To kolejny tego typu mityng w Polsce. Pierwszy, znaczący wiec, odbył się już w czerwcu przed ambasadą białoruską Warszawie. Sytuacja na Białorusi w dalszym ciągu ulegała jednak pogorszeniu – kolejni działacze zostali aresztowani, nie ustały „pacyfikacje” pokojowych protestów, kolejne twarze, często w nieznanych okolicznościach, znikały pola widzenia.
Postawa prezydenta Białorusi pokazuje, że nie zamierza dopuścić do przekazania władzy i sięgnie po wszelkie, konieczne środki. „Powstaje wrażenie, że oni (opozycja – przyp. red.) w rzeczy samej przyszli i za czyjeś pieniądze, a widzicie, za czyje pieniądze, chcą wywrócić kraj, zdestabilizować sytuację” – rozważał podczas rządowego spotkania urzędujący prezydent Alaksandr Łukaszenka.
„W tym kraju jest życie moje i wielu z was. Kraju oni nie dostaną!” – grzmiał batiuszka na początku czerwca, obnażając przyjętą politykę wobec opozycjonistów.
Tymczasem organizatorzy łódzkiego wiecu w pasażu Schillera apelowali, aby nie pozwolić zaszczepić w sobie strachu, a to właśnie próbuje uczynić Łukaszenka. Podkreślili, że motorem powinna być odwaga i to jest ten czas, gdy odważnym być należy.
Manifestacja liczyła ok. 70 zebranych, co, na warunki pandemii, pośpiechu i miasta mniejszego od stolicy, nie wróży źle. Wśród uczestników można było zobaczyć symbole Pogoni, biało-czerwono-białe flagi (pierwotna flaga białoruska w 1995 r. zastąpiona obecną postsowiecką), flagi Polski, Unii Europejskiej i Stanów Zjednoczonych. Wielu manifestantów miało przypięte symbole Polski i Białorusi jednocześnie.

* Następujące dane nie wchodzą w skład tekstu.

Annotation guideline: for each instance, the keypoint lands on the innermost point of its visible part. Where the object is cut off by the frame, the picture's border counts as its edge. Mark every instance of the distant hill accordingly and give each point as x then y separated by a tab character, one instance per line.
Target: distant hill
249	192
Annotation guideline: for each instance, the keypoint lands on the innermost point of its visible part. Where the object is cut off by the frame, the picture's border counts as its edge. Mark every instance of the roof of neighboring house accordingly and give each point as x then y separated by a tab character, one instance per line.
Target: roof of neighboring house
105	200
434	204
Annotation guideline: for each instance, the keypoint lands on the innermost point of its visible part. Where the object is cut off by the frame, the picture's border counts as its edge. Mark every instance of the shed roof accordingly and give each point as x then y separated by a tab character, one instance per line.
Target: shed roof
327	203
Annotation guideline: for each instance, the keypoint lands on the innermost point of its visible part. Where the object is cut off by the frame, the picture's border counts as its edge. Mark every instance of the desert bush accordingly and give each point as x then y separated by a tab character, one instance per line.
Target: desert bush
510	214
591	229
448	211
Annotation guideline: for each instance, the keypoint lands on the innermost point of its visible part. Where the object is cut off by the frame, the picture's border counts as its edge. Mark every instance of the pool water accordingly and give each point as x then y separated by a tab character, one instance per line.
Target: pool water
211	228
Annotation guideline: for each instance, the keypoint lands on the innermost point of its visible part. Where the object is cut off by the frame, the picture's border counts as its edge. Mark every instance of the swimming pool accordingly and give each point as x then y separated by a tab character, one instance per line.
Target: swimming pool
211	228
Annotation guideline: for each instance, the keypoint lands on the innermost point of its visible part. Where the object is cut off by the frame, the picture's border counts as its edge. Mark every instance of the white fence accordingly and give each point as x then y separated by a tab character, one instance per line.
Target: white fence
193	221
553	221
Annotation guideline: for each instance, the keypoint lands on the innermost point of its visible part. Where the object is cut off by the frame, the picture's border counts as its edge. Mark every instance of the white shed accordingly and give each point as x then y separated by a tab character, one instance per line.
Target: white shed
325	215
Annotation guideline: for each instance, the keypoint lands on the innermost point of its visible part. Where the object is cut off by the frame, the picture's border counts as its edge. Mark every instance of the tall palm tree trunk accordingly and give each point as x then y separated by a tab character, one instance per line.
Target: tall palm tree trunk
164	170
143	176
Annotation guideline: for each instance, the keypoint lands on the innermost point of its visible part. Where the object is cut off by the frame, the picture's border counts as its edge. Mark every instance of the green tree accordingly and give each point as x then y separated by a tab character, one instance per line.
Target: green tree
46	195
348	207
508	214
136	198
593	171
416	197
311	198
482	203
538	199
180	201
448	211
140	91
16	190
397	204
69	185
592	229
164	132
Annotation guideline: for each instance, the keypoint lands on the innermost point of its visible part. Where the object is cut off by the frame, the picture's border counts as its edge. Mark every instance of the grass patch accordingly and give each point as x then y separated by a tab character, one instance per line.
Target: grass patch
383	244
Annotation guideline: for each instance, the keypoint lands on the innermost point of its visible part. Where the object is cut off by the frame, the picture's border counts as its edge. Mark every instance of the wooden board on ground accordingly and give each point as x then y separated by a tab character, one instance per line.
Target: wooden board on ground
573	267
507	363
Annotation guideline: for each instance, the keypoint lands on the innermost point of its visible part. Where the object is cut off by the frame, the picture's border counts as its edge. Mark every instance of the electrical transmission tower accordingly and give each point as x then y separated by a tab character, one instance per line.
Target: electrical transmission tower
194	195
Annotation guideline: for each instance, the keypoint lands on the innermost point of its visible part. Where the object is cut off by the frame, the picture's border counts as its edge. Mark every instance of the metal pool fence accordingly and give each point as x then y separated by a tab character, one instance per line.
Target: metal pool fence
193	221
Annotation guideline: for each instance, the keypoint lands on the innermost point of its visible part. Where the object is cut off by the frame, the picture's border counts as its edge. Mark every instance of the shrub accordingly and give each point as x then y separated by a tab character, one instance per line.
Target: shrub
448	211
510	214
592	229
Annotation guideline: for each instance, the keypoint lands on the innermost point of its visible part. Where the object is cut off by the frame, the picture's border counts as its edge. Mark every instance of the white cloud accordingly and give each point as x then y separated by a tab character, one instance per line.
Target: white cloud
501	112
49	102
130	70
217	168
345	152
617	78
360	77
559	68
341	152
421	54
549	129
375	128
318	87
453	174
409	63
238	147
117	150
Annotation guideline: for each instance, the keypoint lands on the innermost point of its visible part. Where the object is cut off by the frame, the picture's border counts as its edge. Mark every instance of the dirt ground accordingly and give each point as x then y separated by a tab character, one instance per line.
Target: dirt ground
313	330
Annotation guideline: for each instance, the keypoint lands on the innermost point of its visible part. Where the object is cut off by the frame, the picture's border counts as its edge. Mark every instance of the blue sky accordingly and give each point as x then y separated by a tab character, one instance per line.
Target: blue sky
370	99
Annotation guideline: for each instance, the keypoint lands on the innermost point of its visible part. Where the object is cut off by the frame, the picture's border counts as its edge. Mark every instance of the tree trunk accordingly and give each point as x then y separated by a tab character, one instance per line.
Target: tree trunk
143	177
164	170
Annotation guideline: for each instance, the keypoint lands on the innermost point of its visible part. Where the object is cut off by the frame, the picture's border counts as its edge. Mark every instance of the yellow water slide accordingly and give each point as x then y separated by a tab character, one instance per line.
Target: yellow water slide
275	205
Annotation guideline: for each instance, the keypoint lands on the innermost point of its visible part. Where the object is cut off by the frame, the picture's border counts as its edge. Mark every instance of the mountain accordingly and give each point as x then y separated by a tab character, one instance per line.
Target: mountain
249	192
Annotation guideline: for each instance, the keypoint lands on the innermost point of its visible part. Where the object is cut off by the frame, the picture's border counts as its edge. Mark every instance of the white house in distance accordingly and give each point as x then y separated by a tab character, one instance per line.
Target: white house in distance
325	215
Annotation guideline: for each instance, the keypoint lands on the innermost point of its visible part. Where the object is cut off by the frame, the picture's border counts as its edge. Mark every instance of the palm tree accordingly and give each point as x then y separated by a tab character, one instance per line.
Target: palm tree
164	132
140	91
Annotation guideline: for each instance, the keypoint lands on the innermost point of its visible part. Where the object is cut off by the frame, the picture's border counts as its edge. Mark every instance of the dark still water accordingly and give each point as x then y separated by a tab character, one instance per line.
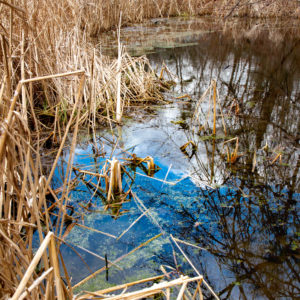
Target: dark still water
233	196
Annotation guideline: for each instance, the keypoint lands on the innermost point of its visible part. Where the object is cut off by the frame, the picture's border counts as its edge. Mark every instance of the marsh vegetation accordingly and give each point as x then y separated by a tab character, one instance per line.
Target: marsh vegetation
83	206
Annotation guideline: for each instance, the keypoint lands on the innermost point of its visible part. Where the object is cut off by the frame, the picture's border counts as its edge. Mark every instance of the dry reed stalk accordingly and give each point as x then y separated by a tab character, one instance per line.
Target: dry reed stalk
115	179
116	261
195	269
156	289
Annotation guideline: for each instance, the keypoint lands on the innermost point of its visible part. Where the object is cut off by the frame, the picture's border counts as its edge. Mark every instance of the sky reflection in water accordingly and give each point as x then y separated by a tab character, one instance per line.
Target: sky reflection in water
247	219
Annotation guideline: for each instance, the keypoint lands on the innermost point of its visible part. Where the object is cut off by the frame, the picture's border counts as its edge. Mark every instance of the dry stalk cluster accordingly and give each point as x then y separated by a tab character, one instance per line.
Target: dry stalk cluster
24	208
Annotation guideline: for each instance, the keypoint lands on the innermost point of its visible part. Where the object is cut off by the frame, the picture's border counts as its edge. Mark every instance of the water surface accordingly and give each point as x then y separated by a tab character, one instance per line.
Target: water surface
244	215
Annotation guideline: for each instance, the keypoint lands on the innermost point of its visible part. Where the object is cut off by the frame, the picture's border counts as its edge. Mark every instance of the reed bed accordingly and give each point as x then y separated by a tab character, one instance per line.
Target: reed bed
54	77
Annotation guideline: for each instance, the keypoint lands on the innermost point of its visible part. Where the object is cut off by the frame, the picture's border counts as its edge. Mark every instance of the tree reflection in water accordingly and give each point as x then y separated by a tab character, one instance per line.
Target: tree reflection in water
253	228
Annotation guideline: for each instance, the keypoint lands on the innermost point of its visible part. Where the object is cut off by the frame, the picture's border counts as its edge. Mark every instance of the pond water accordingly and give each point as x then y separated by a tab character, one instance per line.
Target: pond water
240	218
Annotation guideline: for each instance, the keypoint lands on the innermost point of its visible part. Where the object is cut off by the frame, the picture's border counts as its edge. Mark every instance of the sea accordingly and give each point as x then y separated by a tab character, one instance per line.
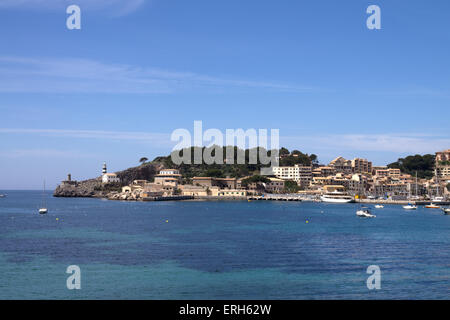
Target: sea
219	250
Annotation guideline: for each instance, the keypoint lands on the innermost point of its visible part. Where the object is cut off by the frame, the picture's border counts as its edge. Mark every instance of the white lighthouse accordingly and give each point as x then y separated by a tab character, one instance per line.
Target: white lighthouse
109	177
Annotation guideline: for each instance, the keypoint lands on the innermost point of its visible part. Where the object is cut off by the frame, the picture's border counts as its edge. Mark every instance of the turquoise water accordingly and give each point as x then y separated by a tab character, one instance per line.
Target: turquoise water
218	250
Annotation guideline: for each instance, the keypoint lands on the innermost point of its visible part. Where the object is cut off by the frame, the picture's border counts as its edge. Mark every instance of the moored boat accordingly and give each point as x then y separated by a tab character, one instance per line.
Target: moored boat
364	213
410	207
43	209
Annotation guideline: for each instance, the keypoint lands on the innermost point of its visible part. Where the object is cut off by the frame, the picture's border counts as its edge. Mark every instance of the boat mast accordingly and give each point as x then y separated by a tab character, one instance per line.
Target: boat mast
416	184
43	196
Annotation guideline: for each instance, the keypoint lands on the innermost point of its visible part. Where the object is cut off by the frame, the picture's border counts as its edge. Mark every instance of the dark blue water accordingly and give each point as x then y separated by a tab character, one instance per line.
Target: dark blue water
219	250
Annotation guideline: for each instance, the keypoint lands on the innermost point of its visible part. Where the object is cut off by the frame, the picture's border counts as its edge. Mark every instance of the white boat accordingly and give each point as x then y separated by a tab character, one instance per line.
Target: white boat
410	207
364	213
438	199
43	209
337	197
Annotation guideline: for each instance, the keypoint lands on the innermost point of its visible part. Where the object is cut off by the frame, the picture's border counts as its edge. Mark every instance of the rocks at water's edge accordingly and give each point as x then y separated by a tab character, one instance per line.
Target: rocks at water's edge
94	188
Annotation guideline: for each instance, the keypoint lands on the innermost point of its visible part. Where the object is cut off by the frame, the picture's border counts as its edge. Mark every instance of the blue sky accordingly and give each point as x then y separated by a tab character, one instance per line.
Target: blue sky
138	69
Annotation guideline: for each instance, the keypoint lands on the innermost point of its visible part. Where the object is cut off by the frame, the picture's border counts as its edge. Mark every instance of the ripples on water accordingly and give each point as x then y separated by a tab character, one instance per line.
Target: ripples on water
219	250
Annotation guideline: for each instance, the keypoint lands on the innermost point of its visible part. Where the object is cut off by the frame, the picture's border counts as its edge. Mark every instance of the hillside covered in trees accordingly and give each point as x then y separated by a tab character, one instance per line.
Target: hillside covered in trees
232	168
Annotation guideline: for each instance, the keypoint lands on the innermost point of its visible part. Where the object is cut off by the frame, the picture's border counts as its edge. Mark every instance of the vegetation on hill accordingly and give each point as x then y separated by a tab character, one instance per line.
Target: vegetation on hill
231	168
423	165
289	159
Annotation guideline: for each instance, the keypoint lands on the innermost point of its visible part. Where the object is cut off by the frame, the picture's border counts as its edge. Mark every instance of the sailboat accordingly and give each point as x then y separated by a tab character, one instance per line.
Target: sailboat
43	209
410	206
364	212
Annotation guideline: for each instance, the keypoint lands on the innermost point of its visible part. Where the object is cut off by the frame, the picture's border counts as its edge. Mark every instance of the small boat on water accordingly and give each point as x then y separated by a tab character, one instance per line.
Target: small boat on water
364	213
410	207
43	209
337	197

Po wiecu rozbrzmiało białoruskie wykonanie „Murów” Jacka Kaczmarskiego. I tak oto melodia Katalończyka Lluisa Llacha z 1968 r., która dziesięć lat później inspirowała polskich dysydentów, po kolejnych dekadach wciąż zagrzewa serca miłujących wolność.
Nadzieją napawa zapał białoruskich działaczy oraz chęć budowania struktur nawet w Polsce.
Organizatorzy podziękowali wszystkim zebranym i zwrócili się z prośbą do uczestniczących Białorusinów, aby na krótko zostali porozmawiać i wspólnie wymienić przemyśleniami, a przede wszystkim złapać kontakt.
Wybory na Białorusi odbędą się już 9 sierpnia i wtedy przewidywane jest apogeum niepokojów społecznych. Obserwatorzy obawiają się brutalnych scenariuszy.